Regarding the price of tickets, Shoshani smiles even more and says it was an independent decision by CityPass to charge the same price as a bus ride – NIS 6.40. “So we offer passengers the opportunity to travel in very comfortable conditions by light rail at the same price as a bus. I think the residents will appreciate that,” he says.
On the subject of additional lines, Shoshani believes that the experience, both bad and good, gained by all parties over the past 10 years will help him avoid most of the problems and pitfalls. The present line will extend from the entrance to Moshav Ora to Hadassah-University Medical Center in Ein Kerem. And here again, there will be new bus lines to synchronize public transportation.

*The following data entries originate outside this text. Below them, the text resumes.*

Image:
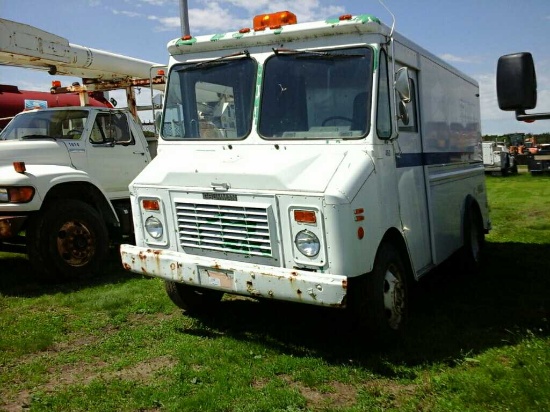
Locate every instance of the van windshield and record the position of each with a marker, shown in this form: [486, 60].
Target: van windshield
[52, 124]
[316, 95]
[210, 100]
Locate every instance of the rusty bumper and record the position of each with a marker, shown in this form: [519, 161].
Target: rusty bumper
[10, 226]
[237, 277]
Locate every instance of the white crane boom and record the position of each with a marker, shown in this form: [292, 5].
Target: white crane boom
[22, 45]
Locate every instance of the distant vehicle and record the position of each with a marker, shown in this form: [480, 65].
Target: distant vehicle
[517, 91]
[14, 101]
[497, 159]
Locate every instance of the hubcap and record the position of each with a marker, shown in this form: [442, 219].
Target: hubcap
[75, 243]
[394, 299]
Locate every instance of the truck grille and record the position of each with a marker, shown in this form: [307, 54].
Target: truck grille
[224, 228]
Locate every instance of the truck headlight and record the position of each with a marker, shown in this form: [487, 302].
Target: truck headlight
[16, 194]
[307, 243]
[153, 226]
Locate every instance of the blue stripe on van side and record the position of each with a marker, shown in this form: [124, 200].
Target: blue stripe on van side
[433, 158]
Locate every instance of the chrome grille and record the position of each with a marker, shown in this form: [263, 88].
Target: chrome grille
[224, 228]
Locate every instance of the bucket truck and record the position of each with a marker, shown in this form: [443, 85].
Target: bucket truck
[64, 171]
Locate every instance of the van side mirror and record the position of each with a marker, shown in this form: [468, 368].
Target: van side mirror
[402, 84]
[157, 101]
[158, 118]
[517, 85]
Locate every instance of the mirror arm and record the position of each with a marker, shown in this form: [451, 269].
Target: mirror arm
[524, 117]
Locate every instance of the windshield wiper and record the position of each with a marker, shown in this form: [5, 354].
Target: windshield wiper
[308, 54]
[37, 136]
[215, 62]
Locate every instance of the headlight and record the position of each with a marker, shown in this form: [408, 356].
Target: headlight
[16, 194]
[307, 243]
[153, 226]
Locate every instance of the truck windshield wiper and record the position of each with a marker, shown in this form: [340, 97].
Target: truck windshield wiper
[214, 63]
[37, 136]
[306, 54]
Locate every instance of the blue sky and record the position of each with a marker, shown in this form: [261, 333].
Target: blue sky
[469, 34]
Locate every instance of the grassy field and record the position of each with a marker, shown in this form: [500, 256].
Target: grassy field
[118, 344]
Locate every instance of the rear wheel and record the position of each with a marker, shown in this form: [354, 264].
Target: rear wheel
[381, 298]
[191, 298]
[68, 241]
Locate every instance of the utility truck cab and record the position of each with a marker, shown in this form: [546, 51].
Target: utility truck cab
[327, 163]
[64, 175]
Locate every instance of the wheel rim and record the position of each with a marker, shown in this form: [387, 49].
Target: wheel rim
[75, 243]
[394, 298]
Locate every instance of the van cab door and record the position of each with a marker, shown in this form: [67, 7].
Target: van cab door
[413, 196]
[115, 154]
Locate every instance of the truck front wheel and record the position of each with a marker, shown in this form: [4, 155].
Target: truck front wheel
[381, 297]
[73, 241]
[192, 299]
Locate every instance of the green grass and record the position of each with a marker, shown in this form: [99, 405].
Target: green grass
[119, 344]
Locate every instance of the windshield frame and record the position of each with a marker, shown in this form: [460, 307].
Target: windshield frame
[66, 123]
[228, 118]
[346, 101]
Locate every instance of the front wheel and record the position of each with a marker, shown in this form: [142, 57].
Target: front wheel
[191, 298]
[70, 241]
[381, 297]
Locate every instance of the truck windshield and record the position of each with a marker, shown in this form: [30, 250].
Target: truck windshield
[210, 100]
[54, 124]
[316, 95]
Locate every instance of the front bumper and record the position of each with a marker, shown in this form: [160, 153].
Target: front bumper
[237, 277]
[10, 226]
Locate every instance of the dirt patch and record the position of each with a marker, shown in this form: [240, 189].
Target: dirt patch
[336, 395]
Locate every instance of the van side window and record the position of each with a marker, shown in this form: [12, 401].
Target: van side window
[112, 127]
[412, 127]
[383, 109]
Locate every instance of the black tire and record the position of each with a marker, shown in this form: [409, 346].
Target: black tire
[473, 242]
[70, 241]
[192, 299]
[32, 235]
[380, 300]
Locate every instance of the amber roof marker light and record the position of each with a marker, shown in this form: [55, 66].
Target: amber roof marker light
[274, 20]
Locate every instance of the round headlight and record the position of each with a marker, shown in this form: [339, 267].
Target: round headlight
[307, 243]
[153, 226]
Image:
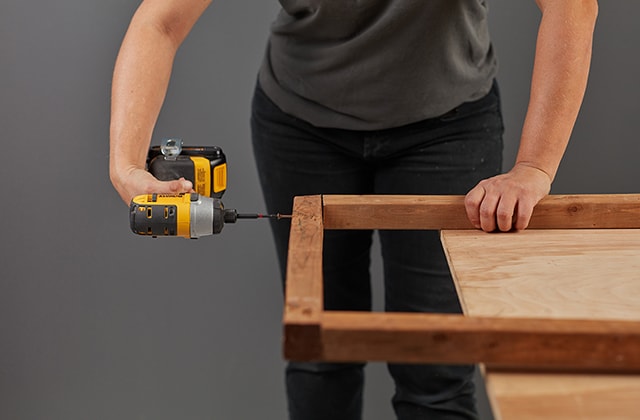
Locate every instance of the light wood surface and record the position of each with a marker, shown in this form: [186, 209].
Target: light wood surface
[580, 274]
[563, 274]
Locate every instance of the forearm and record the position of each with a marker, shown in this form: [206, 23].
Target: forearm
[140, 81]
[563, 56]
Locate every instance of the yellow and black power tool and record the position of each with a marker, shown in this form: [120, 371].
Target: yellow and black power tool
[190, 215]
[204, 166]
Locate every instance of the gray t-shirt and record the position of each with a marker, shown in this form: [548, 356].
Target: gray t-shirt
[375, 64]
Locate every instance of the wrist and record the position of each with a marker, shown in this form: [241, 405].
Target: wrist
[532, 166]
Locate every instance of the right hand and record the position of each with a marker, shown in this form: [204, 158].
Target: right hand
[139, 181]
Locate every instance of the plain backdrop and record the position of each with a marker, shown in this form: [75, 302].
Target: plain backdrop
[97, 323]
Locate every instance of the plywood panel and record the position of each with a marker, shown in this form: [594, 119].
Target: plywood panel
[520, 396]
[592, 274]
[582, 274]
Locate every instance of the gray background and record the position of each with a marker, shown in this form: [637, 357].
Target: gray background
[96, 323]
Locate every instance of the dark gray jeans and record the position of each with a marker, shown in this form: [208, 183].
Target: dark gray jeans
[445, 155]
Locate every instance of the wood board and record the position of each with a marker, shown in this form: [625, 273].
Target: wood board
[556, 274]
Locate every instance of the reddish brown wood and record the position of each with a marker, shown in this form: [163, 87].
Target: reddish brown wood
[313, 334]
[605, 211]
[303, 297]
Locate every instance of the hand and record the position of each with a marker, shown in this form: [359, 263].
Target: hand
[139, 181]
[505, 202]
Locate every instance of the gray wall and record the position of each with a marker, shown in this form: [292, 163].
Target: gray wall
[96, 323]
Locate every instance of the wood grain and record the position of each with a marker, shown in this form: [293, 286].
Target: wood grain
[529, 396]
[447, 212]
[303, 296]
[559, 274]
[580, 274]
[500, 343]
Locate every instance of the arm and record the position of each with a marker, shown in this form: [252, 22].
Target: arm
[562, 60]
[140, 81]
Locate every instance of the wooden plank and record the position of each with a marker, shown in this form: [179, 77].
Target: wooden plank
[303, 296]
[571, 274]
[530, 396]
[500, 343]
[447, 212]
[556, 274]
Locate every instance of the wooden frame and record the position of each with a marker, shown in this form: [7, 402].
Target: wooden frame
[313, 334]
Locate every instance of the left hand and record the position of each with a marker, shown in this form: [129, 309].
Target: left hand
[505, 202]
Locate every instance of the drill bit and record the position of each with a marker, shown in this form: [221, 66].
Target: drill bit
[263, 216]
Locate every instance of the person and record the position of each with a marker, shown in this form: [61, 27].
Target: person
[375, 97]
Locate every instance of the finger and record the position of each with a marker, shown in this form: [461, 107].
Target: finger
[488, 210]
[523, 214]
[505, 213]
[178, 186]
[472, 202]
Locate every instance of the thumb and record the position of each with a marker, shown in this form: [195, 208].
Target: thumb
[176, 186]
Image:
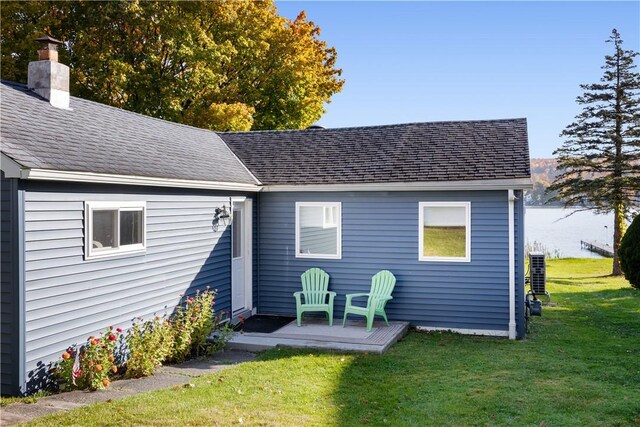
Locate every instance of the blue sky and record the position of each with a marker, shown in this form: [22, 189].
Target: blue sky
[426, 61]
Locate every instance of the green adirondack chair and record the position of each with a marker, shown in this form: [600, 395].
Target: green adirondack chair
[382, 285]
[315, 283]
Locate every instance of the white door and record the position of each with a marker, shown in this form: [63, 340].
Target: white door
[241, 257]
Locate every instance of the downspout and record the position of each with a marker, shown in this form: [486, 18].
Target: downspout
[512, 267]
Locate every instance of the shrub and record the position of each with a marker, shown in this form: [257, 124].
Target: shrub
[149, 343]
[95, 362]
[193, 322]
[629, 253]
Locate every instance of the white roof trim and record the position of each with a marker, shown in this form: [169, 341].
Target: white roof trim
[10, 167]
[486, 184]
[106, 178]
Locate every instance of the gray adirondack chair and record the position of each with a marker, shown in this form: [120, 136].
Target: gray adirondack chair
[382, 285]
[315, 283]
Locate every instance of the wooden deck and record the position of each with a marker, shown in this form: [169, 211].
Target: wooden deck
[316, 333]
[597, 247]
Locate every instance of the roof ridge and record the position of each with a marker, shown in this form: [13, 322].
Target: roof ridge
[390, 125]
[27, 90]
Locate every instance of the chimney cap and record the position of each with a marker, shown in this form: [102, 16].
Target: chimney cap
[49, 40]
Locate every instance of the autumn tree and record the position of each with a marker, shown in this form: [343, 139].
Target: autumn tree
[224, 65]
[599, 162]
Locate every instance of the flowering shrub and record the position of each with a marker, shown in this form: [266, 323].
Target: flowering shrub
[192, 323]
[149, 344]
[90, 365]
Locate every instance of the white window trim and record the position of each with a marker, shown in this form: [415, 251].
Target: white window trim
[121, 206]
[421, 206]
[338, 255]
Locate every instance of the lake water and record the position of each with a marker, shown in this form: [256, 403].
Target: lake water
[561, 235]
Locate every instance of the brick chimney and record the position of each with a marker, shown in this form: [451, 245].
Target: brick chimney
[47, 77]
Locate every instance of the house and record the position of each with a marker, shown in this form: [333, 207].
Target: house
[109, 215]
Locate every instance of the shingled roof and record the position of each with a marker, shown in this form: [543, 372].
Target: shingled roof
[97, 138]
[413, 152]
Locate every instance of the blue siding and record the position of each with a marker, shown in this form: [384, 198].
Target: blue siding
[10, 319]
[520, 258]
[69, 298]
[380, 231]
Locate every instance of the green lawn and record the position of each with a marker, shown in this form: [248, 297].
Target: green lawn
[444, 241]
[579, 366]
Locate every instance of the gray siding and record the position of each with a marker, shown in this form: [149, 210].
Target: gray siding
[10, 319]
[380, 231]
[69, 298]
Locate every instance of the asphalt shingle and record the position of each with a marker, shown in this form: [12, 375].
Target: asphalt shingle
[413, 152]
[93, 137]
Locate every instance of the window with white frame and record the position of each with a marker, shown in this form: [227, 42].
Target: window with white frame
[114, 228]
[445, 231]
[319, 230]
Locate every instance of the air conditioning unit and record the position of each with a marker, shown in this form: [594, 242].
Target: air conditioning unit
[537, 277]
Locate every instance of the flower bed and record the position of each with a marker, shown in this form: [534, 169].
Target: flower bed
[146, 345]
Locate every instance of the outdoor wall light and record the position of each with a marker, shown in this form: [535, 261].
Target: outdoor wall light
[221, 217]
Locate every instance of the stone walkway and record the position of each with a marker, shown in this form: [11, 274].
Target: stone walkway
[165, 377]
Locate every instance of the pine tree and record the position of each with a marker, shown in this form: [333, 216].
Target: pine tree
[599, 162]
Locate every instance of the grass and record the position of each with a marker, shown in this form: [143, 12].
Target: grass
[444, 241]
[4, 401]
[580, 365]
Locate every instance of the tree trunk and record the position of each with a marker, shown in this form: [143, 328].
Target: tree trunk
[619, 226]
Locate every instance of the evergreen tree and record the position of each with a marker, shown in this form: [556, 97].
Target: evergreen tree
[599, 162]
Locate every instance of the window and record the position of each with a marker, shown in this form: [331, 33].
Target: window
[113, 228]
[318, 230]
[445, 231]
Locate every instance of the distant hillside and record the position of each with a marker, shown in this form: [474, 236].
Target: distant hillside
[543, 172]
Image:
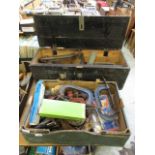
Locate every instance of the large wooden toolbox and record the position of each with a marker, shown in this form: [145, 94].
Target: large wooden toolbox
[79, 136]
[101, 36]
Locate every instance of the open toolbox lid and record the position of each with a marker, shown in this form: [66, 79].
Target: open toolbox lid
[89, 32]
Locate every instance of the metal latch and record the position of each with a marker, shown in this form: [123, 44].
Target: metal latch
[81, 23]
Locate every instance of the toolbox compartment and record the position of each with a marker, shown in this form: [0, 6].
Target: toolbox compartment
[79, 137]
[112, 66]
[101, 34]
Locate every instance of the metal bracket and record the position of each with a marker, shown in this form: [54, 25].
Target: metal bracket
[81, 23]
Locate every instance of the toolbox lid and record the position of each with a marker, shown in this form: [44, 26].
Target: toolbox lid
[91, 32]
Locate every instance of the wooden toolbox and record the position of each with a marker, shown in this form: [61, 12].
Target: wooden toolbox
[82, 136]
[78, 50]
[93, 52]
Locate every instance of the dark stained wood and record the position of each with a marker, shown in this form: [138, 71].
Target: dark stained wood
[100, 32]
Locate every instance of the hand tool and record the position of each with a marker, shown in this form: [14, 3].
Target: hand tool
[111, 115]
[46, 150]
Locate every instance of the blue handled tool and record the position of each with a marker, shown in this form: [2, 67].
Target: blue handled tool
[106, 112]
[38, 97]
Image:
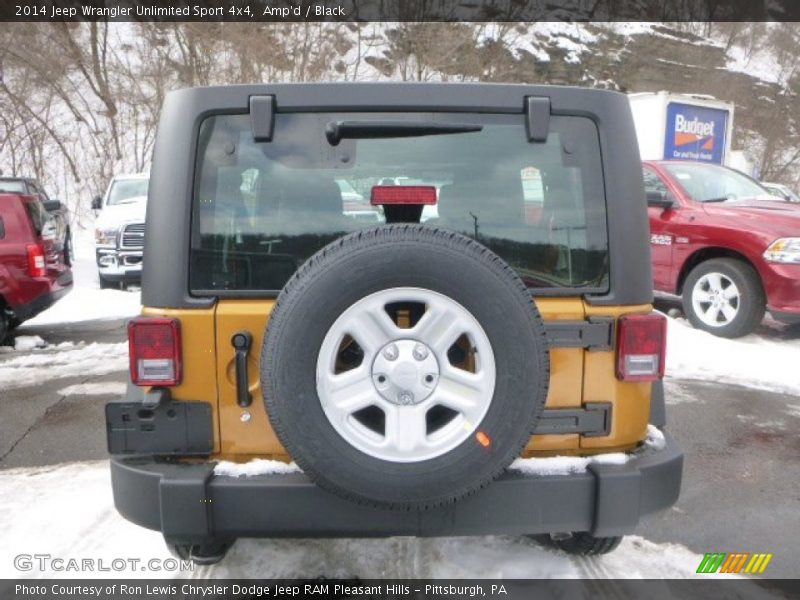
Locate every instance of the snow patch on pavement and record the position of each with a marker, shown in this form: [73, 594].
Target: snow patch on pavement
[258, 466]
[111, 388]
[67, 512]
[564, 465]
[88, 305]
[81, 361]
[752, 361]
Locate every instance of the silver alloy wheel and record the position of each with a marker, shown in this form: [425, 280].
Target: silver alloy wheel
[716, 299]
[406, 373]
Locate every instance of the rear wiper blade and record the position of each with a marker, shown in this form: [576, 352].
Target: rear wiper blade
[340, 130]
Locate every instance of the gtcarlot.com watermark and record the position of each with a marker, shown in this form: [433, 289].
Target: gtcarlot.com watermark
[57, 564]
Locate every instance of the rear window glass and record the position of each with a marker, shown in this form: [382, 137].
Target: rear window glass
[261, 209]
[37, 214]
[12, 187]
[127, 190]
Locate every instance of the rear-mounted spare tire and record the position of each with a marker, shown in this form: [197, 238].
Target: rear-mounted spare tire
[404, 366]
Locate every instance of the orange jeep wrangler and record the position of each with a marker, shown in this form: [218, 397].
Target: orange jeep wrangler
[402, 289]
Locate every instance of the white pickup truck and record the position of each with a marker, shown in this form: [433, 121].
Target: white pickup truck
[119, 230]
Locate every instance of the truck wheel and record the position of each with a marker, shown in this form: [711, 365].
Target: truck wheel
[68, 254]
[581, 543]
[200, 554]
[724, 296]
[404, 366]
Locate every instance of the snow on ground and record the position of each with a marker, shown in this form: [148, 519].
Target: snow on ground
[564, 465]
[753, 361]
[257, 466]
[67, 512]
[94, 389]
[80, 361]
[23, 343]
[87, 301]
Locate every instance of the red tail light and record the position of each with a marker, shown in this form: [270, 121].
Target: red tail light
[402, 194]
[641, 347]
[36, 265]
[154, 346]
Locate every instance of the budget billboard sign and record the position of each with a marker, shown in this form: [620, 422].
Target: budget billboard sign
[695, 133]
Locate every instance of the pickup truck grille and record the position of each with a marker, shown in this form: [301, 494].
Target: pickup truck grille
[133, 236]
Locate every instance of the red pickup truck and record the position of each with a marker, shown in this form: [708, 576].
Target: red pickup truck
[724, 244]
[33, 273]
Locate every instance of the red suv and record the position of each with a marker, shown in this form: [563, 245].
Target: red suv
[724, 245]
[33, 274]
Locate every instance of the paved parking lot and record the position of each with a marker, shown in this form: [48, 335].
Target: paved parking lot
[742, 449]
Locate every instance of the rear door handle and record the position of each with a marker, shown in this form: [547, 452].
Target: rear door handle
[241, 342]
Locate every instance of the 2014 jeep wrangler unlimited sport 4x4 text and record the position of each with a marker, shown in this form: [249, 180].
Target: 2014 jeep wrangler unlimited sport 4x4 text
[402, 366]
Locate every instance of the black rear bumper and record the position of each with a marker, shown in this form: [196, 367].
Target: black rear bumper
[190, 504]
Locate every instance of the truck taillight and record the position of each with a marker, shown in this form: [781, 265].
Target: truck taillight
[402, 194]
[36, 266]
[641, 347]
[154, 346]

“No one will have to walk too far before he reaches a light rail station or at least a bus that will take him there,” he says.
Another issue of concern is graffiti at the light rail stations. Shoshani admits that the situation is bad and that he and his staff are trying to find solutions. Among other ideas, he is considering setting up special areas with removable panels for the public to execute their graffiti. And who knows? He might even organize exhibitions in cooperation with some of the art schools in the hope that this will divert the youngsters from vandalizing the stations.
“Jerusalem is on the brink of a new era, and I am very proud to be part of it,” he says.